Hilal acompaña en el recorrido por su finca y, además de exhibir la planta de industrialización con la que elabora aceitunas de mesa rellenas, muestra la tradición familiar de casi un siglo con el molino de piedra. El en persona muestra el proceso de lavado, prensado y decantación en las piletas históricas. Pero además revela un secreto para reconocer un buen aceite: “Una gotita ¡en las palmas de las manos!, hay que refregarlas y hacer un hueco para sentir el aroma que se desprende. Si el aroma es de fruta fresca, rico, sabroso, es aceite bueno, Extra Virgen. Por el contrario, si el aroma es persistente con un final a nuez, desagradable, como a humedad, a rancio, no es un aceite bueno”. José ha tomado este hábito y se ríe cuando cuenta que en algunas ocasiones lo ha hecho en un restaurante, cuando le sirven el aceite, se supone, “Virgen Extra”.

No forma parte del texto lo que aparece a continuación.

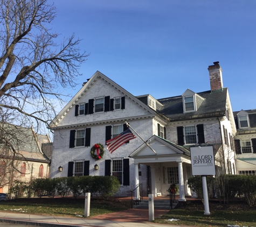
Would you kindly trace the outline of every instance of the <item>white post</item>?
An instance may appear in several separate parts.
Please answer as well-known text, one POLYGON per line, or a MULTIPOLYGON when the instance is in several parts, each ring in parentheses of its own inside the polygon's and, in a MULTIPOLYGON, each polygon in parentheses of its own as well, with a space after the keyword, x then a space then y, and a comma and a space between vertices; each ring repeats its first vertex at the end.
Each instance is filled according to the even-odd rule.
POLYGON ((206 177, 202 177, 203 182, 203 192, 204 193, 204 215, 210 215, 209 201, 208 201, 208 191, 207 190, 206 177))
POLYGON ((177 161, 177 162, 179 174, 179 201, 185 201, 186 199, 185 198, 185 190, 184 188, 183 169, 182 168, 182 161, 177 161))
POLYGON ((148 216, 149 222, 155 220, 154 210, 154 196, 152 194, 148 195, 148 216))
MULTIPOLYGON (((138 164, 134 164, 134 173, 135 173, 135 188, 138 186, 140 183, 140 181, 139 180, 139 166, 138 164)), ((140 189, 138 188, 137 189, 135 190, 135 193, 134 195, 134 199, 135 200, 139 200, 140 199, 140 189)))
POLYGON ((90 216, 91 193, 85 193, 85 217, 90 216))

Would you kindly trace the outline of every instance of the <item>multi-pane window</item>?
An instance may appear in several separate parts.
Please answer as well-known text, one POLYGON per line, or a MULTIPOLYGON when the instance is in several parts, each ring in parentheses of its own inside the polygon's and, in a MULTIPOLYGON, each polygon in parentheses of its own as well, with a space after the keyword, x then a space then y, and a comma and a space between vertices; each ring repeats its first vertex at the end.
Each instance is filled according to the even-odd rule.
POLYGON ((248 121, 246 115, 239 116, 240 127, 248 127, 248 121))
POLYGON ((186 144, 196 144, 197 142, 196 126, 186 126, 184 129, 186 144))
POLYGON ((77 161, 74 163, 74 176, 80 176, 84 175, 84 161, 77 161))
POLYGON ((43 178, 43 174, 44 174, 44 166, 43 166, 43 164, 41 164, 39 167, 39 172, 38 173, 38 177, 43 178))
POLYGON ((148 98, 148 105, 152 109, 156 109, 156 101, 150 97, 148 98))
POLYGON ((80 104, 79 105, 79 115, 84 115, 85 114, 85 104, 80 104))
POLYGON ((194 99, 193 96, 185 97, 185 111, 194 110, 194 99))
POLYGON ((85 130, 77 130, 77 138, 75 142, 75 146, 79 147, 85 146, 85 130))
POLYGON ((20 176, 25 176, 26 174, 26 164, 23 163, 22 165, 22 168, 20 169, 20 176))
POLYGON ((96 98, 95 100, 95 112, 103 112, 104 111, 104 98, 96 98))
POLYGON ((243 175, 256 175, 256 171, 239 171, 239 173, 243 175))
POLYGON ((168 184, 178 184, 179 174, 178 167, 167 167, 167 170, 168 184))
POLYGON ((163 127, 160 125, 159 128, 160 129, 160 137, 164 138, 163 127))
POLYGON ((112 175, 117 178, 120 185, 122 185, 122 163, 123 162, 121 159, 112 160, 112 175))
POLYGON ((243 154, 246 153, 252 153, 252 147, 250 139, 241 140, 241 148, 243 154))
POLYGON ((112 138, 117 136, 119 134, 123 132, 123 125, 114 125, 113 126, 112 138))
POLYGON ((115 110, 119 110, 121 109, 121 98, 115 98, 115 110))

Hay otra historia que se acerca a Aimogasta, departamento de Arauco, en el suelo riojano, y es la del olivo cuatricentenario. Cuenta la historia que, hacia 1635, se levantó aquí el fuerte El Pantano. En la época de los españoles, los cultivos de olivos habían tomado gran notoriedad y en España consideraron que competían comercialmente. Entonces, por orden del rey Carlos III, en 1870 los mandaron a arrasar. Pero una abuela guardó un pequeño brote en un pozo, a resguardos de los invasores. Este brote sobrevivió y hoy es un Monumento Nacional. Con su tronco anchísimo y su copa generosa, continúa dando sus frutos cada año. Una perla en la historia.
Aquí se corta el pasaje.